Interesting to me that January is Dr. King’s month. So appropriate. The month to carry heaviness and hardship into lightness and justice. It is in his “Letter from Birmingham Jail” that Dr. King wrestles out loud with the shadow of patience. When and how to move against the legacy of injustice and the illness of inequality? For him, it was through the patience that nonviolence demands, but with the vitality that virtue demands.  In his letter, he talks of “tension,” a “type of constructive, nonviolent tension which is necessary for growth.” This growth, this tension, this sap, this energy, this way forward.  No waiting to do what is right, but first finding the sap that drives our choices and actions.

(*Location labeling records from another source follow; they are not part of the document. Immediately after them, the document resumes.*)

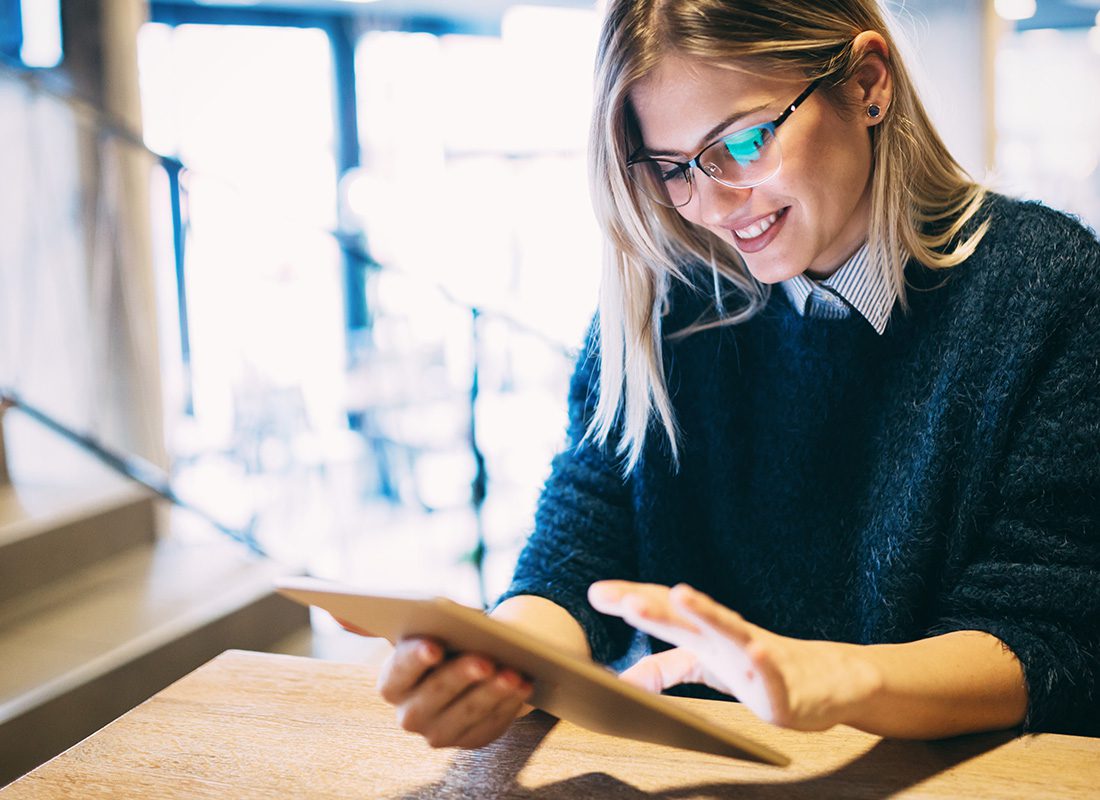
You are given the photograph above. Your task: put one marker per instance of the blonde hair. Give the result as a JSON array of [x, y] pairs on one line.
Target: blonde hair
[[921, 198]]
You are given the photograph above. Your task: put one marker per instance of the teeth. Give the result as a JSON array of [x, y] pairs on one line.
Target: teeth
[[757, 228]]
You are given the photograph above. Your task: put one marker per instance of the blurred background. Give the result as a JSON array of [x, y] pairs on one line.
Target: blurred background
[[297, 286]]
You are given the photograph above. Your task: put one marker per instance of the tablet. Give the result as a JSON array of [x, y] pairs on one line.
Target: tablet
[[570, 688]]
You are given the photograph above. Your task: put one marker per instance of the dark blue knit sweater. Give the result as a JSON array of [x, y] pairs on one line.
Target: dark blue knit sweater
[[842, 485]]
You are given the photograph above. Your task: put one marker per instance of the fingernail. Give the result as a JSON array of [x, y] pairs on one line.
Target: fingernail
[[426, 651]]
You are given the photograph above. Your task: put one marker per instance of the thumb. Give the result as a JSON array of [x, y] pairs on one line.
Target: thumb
[[664, 669]]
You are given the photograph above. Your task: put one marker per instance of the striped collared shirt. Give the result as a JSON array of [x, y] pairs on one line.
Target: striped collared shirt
[[855, 285]]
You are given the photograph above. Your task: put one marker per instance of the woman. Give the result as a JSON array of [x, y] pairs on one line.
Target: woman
[[844, 393]]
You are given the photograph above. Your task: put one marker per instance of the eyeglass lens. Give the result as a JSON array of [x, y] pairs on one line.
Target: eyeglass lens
[[740, 160]]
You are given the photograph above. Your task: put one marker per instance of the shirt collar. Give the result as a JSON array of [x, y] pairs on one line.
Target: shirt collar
[[864, 288]]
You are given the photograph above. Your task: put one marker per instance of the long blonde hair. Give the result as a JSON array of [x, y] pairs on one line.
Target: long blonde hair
[[921, 198]]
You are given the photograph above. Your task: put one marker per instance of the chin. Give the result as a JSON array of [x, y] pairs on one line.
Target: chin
[[771, 273]]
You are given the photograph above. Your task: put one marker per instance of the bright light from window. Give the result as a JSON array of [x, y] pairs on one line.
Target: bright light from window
[[42, 33], [1014, 9]]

Stephen Socrates Morrow (Courtesy Photo).

The sunlight of patience is almost brilliance. That action has become informed with reason, that listening has become informed with compassion, that challenge has become informed with virtue and vitality.  In the reflection time of patience and with the watchful eye patience allows, we can transform the things that matter. Move forward in success: live in the patience of self-care and growth; sign-up for classes: live in the patience that is the support the College and faculty will afford you; know grief and loss: live in the patience that is those who are your rock and support; balance all the hectic weights of life: live in the patience that is you doing the best you can in the present without the worry, guilt, or self-criticism of what might be or “should” be.

If you are like me, you will immediately ask, “And when in the heck do I have time for all this patience?!”  That is a question each of us deals with in our own context, BUT, two proven helps: stop to appreciate what you do have and be grateful; just stopping to look at the Good in your life and take stock is a gratitude in itself. Those clear blue January skies. Second, no superheroes or Perfect Paulines needed. Cold and gray come and go-it’s how life routinely works. Humanness calls for community-us together doing our small part to care for ourselves and to care for those around us, regardless of the January weather in our lives.

Back to those maple farmers of the Northeast.  As they trudge around the cold snowy woods, tap, and bucket in hand, they are graced with fresh air and bounty in nature. As we trudge around this semester with texts in hand and a thinking mind seeking the light of day (even a gray, dreary January day), we are graced with the community and the growth that knowledge promises. Not bad for any month. With President Thomas and the College, with the beautiful Oklahoma skies, and with each other, let’s move forward, sweetness at hand.